Astana, Kazakhstan, Sept.25
By Daniyar Mukhtarov - Trend:
The uncertainty of the legal status of the Caspian Sea doesn't allow to effectively fight drug trafficking and crime there, the head of the Department of International Law and International Relations of the Kazakh Humanitarian Law University, Doctor of Laws Miras Daulenov said.
"The issue of security rests in the fact whether the state has any intention to take legal obligations to share the responsibility for security in the region," said Daulenov during Astana-Moscow-Baku video-conference on "Problems of security in the Caspian Sea in the light of possible risks and threats.

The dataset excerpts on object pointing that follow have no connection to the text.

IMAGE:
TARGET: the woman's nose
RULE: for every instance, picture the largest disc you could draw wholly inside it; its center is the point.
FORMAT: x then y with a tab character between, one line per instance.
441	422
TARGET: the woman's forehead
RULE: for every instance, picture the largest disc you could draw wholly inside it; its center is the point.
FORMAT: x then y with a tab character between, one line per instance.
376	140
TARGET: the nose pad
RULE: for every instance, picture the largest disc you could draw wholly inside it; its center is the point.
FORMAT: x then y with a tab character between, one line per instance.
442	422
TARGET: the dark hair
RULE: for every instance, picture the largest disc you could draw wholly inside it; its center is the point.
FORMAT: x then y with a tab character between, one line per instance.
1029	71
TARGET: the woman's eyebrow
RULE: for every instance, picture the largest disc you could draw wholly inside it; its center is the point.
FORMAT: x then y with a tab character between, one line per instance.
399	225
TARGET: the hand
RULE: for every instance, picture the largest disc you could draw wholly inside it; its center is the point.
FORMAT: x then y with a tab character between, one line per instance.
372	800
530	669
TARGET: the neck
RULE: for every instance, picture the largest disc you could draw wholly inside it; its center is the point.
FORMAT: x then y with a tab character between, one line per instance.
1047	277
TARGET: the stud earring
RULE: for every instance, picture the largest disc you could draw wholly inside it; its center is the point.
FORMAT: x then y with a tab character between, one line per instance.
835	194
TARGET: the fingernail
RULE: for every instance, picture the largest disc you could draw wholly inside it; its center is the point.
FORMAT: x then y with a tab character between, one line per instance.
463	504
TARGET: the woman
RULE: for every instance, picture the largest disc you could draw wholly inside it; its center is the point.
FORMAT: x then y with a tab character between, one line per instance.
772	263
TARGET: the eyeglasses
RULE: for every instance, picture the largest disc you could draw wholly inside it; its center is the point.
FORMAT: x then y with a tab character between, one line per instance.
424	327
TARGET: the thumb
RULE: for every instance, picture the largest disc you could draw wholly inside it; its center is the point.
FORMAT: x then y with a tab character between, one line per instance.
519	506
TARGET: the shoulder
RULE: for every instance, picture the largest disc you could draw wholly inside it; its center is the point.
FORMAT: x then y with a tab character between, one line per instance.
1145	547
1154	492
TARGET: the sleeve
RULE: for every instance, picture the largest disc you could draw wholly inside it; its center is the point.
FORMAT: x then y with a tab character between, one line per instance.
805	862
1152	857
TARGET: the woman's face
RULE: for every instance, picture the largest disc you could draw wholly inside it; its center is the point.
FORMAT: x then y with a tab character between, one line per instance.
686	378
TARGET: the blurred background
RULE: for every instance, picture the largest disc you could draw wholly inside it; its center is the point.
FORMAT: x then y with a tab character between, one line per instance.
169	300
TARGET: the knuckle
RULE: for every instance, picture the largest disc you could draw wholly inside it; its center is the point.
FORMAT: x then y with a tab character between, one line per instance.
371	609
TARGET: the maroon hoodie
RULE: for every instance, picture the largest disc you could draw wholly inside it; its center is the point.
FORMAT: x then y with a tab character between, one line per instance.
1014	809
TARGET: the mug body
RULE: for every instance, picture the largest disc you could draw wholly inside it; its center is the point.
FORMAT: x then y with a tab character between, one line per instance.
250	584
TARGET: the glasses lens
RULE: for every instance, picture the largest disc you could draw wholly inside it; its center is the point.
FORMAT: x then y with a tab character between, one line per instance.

"Since the status of the Caspian Sea is not defined, the question arises, who is responsible and for which part," he said.
Daulenov said the heads of the Caspian states could strike a new agreement or make an amendment to the existing agreement in order to provide the area of responsibility, as the current uncertainty in these matters creates favorable conditions for traffickers and other offenders.
"We would like to contact our partners in order to be open and develop a consolidated position on security," the expert said. "It may take a long time to resolve problems, but there are existing threats. If we do not develop a consolidated position and do not offer specific mechanisms, as well as responsibility, there can be no security. I hope that the state still will seek to develop specific mechanisms."
Coastal states (Azerbaijan, Kazakhstan, Russia, Turkmenistan and Iran) signed the framework convention for the protection of the marine environment of the Caspian Sea in November 2003.
In July 1998, Russia and Kazakhstan have signed an agreement on the delimitation of the northern part of the Caspian Sea in order to implement sovereign rights for subsoil use, and the protocol to this agreement was signed May 2002.
Agreements on the delimitation of the Caspian Sea between Kazakhstan and Azerbaijan and the protocol were signed November 29, 2001 and February 27, 2003 respectively.
Also, an agreement on the delimitation of adjacent sections of the Caspian Sea was signed by Kazakhstan, Azerbaijan and Russia May 14, 2003.